Toni Morrison’ın son kitabı Home (Ev) ise Mayıs ayının sekizinde çıktı. Bu onun 41 yıllık kariyerinde onuncu kurgu eseri. Kitaplarında genellikle kadın karakterleri işleyen Morrison bu kez baş kahramanını bir erkek olarak seçmiş. Frank Money Kore Savaşı’ndan dönen bir siyah Amerikalı. Ancak savaşta içindeki kötüyü farketmiş, bunu su yüzüne çıkarmış, her türlü kötülüğe de şahit olmuş tüm askerler gibi ülkesine kırık dökük, ruh hali tamamı ile bozulmuş olarak dönüyor. Her şeyden evvel yaptıklarını ve arkadaşlarına yapılanları unutamıyor. Üstelik kendi ülkesine döndüğünde de bıraktığı gibi ırkçı bir ortama geldiğini farkediyor. Her ne kadar o bir savaş gazisi olsa da ülkesinin ona kucak açmadığını ve yaralarını sarmadığını görüyor. Memleketi Georgia’ya ise gidemeyecek kadar oradan nefret ediyor.  Zaten zamanında sırf oradan, siyah Amerikalılara yapılan ayrımcılıktan kaçmak için askere yazılmış. İçi nefret dolu, bu ruhsal karmaşa içerisinde bir yıl geçiriyor. Fakat bir gün Georgia’da yaşamakta olan tanımadığı, Sarah adında bir kadından bir mektup geliyor. Sarah Frank’in kız kardeşinin tehlikede olduğunu ve onu geç olmadan gelip kurtarması gerektiğini söylüyor. ”Ölmeden” diyor, ”Acele et.” Frank parasız pulsuz ve sağlıksız bir halde yollara düşüyor. Bu yolculuğunda karşısına ilk çıkan ve 17 dolar vererek yardımcı olan John Locke isminde bir peder. Morrison’ın bu ismi kullanması şüphesiz sebepsiz değil. Muhakak kendisi önümüzdeki aylarda vereceği röportajlarda açıklayacaktır, fakat benim tahminim John Locke’ın Morrison’ın daima peşinde olduğu ‘kimlik’ olgusunu açıklayış şekli. O insan hayatına ancak aklın kılavuzluk edebileceğini söyler. Zihnimiz bir ‘tabula rasa’ yani boş bir kağıttır ve bizler bunu zaman içerisinde deneyimlerimizle doldururuz. Öyle görünüyor ki Morrison Frank’in bu mektupla beraber hayata sil baştan başladığını ve yapacağı bu yolculukta kimliğinin yaşayacakları ve eylemleriyle beraber yeniden tanımlanacağını anlatmak istiyor.

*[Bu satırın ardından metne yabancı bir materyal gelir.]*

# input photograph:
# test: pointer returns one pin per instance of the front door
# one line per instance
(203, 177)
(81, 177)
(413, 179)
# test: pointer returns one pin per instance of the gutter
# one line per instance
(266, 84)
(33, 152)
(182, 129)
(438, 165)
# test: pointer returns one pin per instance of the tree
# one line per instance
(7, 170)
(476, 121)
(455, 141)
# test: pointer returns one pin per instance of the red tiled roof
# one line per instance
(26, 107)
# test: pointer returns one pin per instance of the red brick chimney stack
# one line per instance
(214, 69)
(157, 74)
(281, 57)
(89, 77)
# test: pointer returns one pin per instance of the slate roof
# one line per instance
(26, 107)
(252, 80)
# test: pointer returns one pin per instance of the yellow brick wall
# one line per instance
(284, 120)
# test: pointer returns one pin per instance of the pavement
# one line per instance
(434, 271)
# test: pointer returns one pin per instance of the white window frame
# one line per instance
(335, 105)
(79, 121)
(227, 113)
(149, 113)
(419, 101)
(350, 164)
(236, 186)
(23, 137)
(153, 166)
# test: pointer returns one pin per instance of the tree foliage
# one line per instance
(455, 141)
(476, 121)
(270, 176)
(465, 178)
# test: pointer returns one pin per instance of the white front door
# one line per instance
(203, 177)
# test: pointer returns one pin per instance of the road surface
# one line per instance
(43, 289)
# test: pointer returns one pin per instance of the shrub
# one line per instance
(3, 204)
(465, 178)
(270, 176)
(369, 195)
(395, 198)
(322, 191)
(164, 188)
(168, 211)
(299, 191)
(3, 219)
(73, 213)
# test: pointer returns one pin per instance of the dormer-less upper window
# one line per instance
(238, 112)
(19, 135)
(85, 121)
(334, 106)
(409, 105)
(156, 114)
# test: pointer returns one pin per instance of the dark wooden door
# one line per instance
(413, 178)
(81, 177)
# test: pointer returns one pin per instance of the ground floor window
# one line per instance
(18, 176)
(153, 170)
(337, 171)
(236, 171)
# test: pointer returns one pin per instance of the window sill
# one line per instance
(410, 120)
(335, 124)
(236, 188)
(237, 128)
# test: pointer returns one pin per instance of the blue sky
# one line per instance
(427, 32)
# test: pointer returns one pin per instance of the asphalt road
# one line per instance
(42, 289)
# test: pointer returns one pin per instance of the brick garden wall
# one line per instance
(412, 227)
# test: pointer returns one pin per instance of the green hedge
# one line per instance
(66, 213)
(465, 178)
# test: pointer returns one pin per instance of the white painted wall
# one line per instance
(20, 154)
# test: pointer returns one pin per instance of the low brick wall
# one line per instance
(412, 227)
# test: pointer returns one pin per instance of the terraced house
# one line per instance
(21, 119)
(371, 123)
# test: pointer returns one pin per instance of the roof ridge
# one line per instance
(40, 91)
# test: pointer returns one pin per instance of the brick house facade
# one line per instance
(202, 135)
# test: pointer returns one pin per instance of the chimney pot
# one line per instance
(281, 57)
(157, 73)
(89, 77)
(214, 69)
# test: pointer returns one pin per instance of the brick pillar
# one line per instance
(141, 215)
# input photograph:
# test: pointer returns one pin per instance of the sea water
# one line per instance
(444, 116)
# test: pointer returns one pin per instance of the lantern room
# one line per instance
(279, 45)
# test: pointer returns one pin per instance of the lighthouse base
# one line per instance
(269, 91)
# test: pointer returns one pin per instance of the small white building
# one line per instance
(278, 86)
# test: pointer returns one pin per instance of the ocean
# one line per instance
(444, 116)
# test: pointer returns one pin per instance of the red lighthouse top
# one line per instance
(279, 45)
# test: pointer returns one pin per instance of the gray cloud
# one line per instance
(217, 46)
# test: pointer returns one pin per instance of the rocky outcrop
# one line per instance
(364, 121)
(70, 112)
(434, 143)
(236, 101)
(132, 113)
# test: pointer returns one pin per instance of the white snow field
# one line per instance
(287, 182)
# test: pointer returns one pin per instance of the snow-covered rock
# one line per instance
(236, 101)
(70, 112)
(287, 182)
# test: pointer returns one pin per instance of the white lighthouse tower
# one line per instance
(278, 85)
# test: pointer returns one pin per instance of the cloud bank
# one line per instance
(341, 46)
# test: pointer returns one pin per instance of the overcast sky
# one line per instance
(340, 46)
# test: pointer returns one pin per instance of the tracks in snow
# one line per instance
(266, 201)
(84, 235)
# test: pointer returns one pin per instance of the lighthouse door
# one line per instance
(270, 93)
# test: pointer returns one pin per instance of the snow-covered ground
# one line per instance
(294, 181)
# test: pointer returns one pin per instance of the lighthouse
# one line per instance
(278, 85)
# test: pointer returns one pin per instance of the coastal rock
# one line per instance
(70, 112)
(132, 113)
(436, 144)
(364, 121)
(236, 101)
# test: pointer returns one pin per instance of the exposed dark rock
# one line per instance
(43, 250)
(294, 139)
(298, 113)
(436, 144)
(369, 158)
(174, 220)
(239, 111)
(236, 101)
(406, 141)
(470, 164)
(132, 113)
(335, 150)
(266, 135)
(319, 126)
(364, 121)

Eş zamanlı olarak Frank’in kardeşi Ycidra, ya da Cee’nin de hikayesini okuyoruz. 14 yaşındayken işe yaramaz bir adamla evden kaçan Cee terkedildikten sonra Beauregard Scott adında beyaz bir doktorun yanında asistan olarak çalışmaya başlıyor. Scott’ın ev işlerine yardımcı olan Sarah (daha sonra Frank’e de mektubu yazan kişi olduğunu anlıyoruz) Cee’ye çalışacağı ofisi gösterirken içeride gördüğü kitaplardan dehşete düşüyor. Zira hepsi genlerle oynayarak ‘ırk’ı değiştirmek üzerine. İşte okuyucu bu koşullar içerisinde Frank’in gelip Cee’yi kurtarmasını bekliyor. Bundan sonrasında Frank’in gelip kardeşini kurtarmasına, doğdukları ve ikisinin de nefret ettiği o küçük kasabaya gitmelerine, orada bir takım şifacı kadınların Cee’yi iyileştirmelerine tanık oluyoruz.

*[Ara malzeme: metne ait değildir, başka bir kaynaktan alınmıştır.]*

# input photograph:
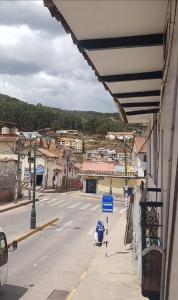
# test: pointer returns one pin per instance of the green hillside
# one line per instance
(30, 117)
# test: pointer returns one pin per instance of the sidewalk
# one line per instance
(112, 277)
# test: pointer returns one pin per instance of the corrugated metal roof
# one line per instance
(8, 157)
(47, 153)
(140, 145)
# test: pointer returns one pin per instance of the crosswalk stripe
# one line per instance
(64, 204)
(95, 207)
(85, 206)
(57, 202)
(53, 200)
(44, 199)
(74, 205)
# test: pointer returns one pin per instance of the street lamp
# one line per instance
(19, 146)
(110, 187)
(33, 211)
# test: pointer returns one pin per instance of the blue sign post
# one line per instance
(107, 203)
(107, 207)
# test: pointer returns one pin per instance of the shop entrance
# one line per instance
(91, 186)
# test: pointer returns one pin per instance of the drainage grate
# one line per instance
(58, 295)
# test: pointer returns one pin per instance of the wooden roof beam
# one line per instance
(131, 77)
(148, 40)
(142, 112)
(140, 104)
(137, 94)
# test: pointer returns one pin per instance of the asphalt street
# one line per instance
(49, 264)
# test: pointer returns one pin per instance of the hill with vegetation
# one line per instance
(29, 117)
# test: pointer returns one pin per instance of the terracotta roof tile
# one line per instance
(97, 166)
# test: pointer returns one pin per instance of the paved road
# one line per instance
(53, 260)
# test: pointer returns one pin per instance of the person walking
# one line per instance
(100, 233)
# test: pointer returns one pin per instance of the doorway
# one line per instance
(91, 186)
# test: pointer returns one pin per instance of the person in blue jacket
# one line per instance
(100, 232)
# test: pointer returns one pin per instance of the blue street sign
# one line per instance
(107, 203)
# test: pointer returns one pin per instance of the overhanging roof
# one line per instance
(123, 42)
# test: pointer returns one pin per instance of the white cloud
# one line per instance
(39, 63)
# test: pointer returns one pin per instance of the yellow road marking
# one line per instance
(25, 236)
(69, 297)
(83, 275)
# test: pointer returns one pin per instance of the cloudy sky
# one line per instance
(40, 64)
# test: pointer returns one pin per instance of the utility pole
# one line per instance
(126, 179)
(33, 211)
(30, 170)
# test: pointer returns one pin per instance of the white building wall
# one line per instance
(164, 156)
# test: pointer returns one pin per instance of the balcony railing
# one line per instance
(108, 173)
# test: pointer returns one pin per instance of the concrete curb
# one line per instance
(25, 236)
(17, 205)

Sonuç itibariyle Frank de Cee de bir zamanlar nefret ederek ayrıldıkları bu küçük Georgia kasabasında tekrar kendilerini buluyorlar, benliklerine kavuşuyorlar. Morrison bilhassa Frank’in hikayesinde insanın kendini bulması için kendi içine bakması gerektiğini, dünyanın öteki ucuna gitmesi gerekmediğini mi anlatmaya çalışıyor? Belki de insanın kimliğini bulması için her şeyden evvel geçmişine uzanması ve orada kalan pürüzleri görmesi, düzlemesi gerekiyor.

Bütün olay akışı ve bu kendini arayış süresince Morrison’ın sürprizlerinden biri anlatım tarzında. Bir dış ses olayları anlatırken arada bir Frank devreye girerek, kendi hikayesini kendi anlatıyor. Güzel olan yanı bunu yaparken yer yer dış sese itiraz etmesi, hayır olaylar öyle değil böyle oldu, ben öyle bir şey düşünmedim demesi.

Kitap şimdiden okuru ikiye bölmüş durumda. Kimi Morrison severler bir Toni Morrison kitabından bekledikleri her şeyin bu kitapta da olduğunu, hiçbir şekilde hayal kırıklığına uğramadıklarını söylüyor. Bir başka grup okur ise kitabı tamamlanmamış buluyor. Sonunun gereğinden hızlı bağlandığını, 160 sayfalık kitabın tatminkar olmadığını söylüyorlar. Üstelik marjinler bir hayli geniş tutulmuşken 160 sayfa olması gözlerden kaçmamış. Eğer romanın başındaki azim sonunda da gösterilmiş olsaymış Toni Morrison’ın son zamanlardaki en iyi eseri olurmuş diyen de var. Söylenenlerin hangisine meyledeceğimizi görmenin sadece bir yolu var tabii. O da yakında Türkçe’ye de çevrilmesini beklediğimiz Ev’i okumak.